C’était l’époque des catholiques engagés dans la cité. Etienne Gilson (1884-1978) avait foi en la République, à condition de ne pas oublier l’Eglise. Avec Jacques Maritain, il faisait partie, dans les années 1920, de ceux que l’on nommait les "néothomistes", des penseurs qui se référaient à l’œuvre de saint Thomas d’Aquin.
En puisant dans une masse documentaire considérable, Florian Michel revient sur cette personnalité oubliée de la vie intellectuelle française. On lui doit pourtant d’avoir sorti des ténèbres la philosophie médiévale, un continent extrêmement riche et jusqu’alors ignoré, avec des noms comme saint Bonaventure, Abélard, ou Jean Duns Scot.
Comparé à d’autres intellectuels catholiques comme Emmanuel Mounier, Jacques Maritain, Paul Claudel ou François Mauriac, ce Bourguignon, qui connaissait tous les crus et les fromages qui vont avec, aura une carrière universitaire traditionnelle, de la Sorbonne (1921) au Collège de France (1932). La seule différence est qu’il enseignera à Toronto, au Canada, où il crée un Institut d’études médiévales en 1929, d’où sa renommée internationale.
Florian Michel (université Paris-1 Panthéon-Sorbonne) raconte tout cela et surtout la vie intellectuelle d’une époque où les débats étaient rudes. Il revient notamment sur la polémique de 1951, dite "l’affaire Gilson", où le philosophe proche d’Hubert Beuve-Méry s’oppose à Raymond Aron, lors de la signature des accords de l’Otan, en adoptant une approche neutraliste et le non-alignement de l’Europe. L’académicien français, proche du MRP de Georges Bidault, est contraint à la retraite en France et se replie sur ses terres universitaires américaines. Il n’en continue pas moins de dire ce qu’il pense, de manière totalement indépendante, sur les évolutions du monde et la place de la spiritualité, notamment au moment du concile de Vatican II.

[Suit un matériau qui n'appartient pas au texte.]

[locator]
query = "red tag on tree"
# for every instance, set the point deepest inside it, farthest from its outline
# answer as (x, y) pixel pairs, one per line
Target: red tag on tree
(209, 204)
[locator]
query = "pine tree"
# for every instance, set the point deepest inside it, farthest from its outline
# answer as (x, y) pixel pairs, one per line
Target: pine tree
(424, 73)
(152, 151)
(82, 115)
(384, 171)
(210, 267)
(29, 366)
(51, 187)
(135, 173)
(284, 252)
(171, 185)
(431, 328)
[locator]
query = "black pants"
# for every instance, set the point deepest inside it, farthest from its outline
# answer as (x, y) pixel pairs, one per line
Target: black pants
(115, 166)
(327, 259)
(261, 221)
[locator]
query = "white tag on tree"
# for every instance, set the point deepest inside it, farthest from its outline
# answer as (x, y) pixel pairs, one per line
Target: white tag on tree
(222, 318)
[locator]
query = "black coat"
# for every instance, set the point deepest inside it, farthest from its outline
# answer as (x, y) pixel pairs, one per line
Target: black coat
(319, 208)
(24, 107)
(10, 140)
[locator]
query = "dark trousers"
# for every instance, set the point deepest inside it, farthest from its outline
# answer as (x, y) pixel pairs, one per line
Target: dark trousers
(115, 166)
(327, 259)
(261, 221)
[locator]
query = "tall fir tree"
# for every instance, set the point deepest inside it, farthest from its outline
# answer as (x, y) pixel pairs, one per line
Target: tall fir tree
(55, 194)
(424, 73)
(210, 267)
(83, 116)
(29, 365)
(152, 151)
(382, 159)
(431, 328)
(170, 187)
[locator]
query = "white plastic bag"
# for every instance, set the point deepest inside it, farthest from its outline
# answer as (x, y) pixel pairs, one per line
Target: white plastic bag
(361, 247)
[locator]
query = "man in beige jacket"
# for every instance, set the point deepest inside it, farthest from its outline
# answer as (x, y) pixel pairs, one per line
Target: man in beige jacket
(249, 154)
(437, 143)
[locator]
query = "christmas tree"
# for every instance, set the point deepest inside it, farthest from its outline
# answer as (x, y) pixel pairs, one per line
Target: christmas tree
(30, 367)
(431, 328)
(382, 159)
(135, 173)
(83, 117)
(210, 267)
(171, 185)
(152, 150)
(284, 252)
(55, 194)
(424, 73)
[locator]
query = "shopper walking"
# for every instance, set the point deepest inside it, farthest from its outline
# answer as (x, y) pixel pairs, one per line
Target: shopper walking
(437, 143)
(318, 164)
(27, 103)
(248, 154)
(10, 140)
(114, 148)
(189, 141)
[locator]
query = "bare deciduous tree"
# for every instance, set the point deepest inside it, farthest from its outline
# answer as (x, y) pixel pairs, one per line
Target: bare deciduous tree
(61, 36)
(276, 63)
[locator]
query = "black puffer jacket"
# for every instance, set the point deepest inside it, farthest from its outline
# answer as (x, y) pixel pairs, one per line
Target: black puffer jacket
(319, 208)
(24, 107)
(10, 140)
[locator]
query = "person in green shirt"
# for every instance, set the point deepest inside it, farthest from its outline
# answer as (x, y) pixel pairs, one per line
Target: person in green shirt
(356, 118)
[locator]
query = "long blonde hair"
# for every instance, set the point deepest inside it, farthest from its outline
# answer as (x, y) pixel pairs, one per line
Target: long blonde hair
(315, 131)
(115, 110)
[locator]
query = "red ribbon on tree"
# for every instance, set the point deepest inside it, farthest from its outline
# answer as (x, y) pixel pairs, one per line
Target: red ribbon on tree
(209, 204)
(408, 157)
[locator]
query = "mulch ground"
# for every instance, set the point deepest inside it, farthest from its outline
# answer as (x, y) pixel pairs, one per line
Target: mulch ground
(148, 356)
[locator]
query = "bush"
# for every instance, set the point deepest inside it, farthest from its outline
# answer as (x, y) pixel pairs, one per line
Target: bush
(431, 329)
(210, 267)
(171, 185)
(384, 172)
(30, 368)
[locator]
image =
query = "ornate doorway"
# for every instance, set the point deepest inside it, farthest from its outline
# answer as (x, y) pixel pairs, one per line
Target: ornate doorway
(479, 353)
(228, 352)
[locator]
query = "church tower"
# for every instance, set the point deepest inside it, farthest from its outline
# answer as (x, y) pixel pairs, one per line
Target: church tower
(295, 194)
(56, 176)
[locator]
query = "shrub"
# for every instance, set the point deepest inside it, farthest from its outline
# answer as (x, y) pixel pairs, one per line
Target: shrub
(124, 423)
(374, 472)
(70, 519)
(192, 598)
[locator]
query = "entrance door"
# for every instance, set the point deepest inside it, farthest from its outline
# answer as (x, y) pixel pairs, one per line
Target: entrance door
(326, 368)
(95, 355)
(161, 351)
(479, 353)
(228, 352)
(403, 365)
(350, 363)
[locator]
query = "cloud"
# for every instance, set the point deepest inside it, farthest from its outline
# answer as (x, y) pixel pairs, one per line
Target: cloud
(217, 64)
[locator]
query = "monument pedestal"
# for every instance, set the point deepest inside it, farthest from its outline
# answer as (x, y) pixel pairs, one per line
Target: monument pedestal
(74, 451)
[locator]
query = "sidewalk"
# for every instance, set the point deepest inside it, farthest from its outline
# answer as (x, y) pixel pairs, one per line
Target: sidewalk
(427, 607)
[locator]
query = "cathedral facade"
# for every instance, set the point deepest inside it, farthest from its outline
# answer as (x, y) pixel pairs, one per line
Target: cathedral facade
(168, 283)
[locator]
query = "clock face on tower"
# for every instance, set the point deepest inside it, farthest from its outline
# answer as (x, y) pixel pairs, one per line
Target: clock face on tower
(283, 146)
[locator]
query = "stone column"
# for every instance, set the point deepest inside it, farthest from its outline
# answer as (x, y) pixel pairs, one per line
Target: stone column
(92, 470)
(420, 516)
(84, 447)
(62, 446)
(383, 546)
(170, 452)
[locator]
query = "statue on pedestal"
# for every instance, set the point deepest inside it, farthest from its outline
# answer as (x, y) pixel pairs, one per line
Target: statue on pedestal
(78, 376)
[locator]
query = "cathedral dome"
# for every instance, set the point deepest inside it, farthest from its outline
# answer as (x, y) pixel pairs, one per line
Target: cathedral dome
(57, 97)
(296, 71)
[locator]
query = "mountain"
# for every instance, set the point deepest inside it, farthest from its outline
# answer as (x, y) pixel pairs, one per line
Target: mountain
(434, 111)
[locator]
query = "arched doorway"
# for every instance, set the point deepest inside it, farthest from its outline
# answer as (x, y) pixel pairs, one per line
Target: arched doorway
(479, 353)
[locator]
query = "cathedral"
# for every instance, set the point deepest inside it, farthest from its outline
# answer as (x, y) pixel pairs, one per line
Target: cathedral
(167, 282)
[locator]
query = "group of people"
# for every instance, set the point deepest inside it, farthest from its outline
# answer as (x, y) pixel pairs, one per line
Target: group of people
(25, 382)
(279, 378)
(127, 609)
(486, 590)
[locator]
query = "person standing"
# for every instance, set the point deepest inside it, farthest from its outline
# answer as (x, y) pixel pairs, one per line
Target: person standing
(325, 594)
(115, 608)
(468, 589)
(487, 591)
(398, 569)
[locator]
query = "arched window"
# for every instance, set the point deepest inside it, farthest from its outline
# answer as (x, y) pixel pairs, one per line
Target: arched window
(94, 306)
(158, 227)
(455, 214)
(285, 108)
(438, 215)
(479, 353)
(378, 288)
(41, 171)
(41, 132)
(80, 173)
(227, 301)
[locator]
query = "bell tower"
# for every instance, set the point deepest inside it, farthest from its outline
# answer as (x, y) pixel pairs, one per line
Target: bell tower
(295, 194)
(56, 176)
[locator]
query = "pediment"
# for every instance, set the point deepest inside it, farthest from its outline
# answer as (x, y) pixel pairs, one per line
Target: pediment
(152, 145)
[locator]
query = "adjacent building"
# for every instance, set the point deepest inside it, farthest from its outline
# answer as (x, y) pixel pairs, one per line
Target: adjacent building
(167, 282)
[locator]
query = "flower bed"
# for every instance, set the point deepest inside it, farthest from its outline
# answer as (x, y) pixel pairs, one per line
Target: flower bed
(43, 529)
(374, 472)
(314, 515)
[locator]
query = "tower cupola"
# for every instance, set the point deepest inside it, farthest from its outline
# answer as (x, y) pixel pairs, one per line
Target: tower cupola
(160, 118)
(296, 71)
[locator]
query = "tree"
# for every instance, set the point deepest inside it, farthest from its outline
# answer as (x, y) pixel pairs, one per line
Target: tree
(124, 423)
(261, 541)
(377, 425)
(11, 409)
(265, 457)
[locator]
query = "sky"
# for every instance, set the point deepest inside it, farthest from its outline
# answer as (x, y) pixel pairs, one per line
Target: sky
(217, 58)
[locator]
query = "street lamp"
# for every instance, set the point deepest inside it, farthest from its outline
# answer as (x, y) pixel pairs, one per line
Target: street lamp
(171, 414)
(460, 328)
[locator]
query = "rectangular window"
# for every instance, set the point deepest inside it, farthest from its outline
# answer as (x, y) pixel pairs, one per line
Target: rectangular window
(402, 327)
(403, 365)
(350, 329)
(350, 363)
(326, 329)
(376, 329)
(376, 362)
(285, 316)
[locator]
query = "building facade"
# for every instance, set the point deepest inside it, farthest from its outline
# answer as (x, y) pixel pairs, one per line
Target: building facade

Florian Michel a réussi un portrait dynamique de ce penseur chrétien hors normes qui continuait à espérer dans son temps en cultivant l’amitié et la curiosité. Etienne Gilson a aussi un lien très fort avec l’édition. Après sa nomination à la Sorbonne, il rencontre Joseph Vrin dans sa librairie et regrette que sa thèse sur Descartes demandée par les étudiants soit introuvable. C’est ainsi que le libraire devint l’éditeur des grands philosophes. Tous les ouvrages de Gilson seront publiés chez Vrin. Tout comme cette biographie intellectuelle et politique. C’est ce qui s’appelle avoir le sens de la fidélité. L. L.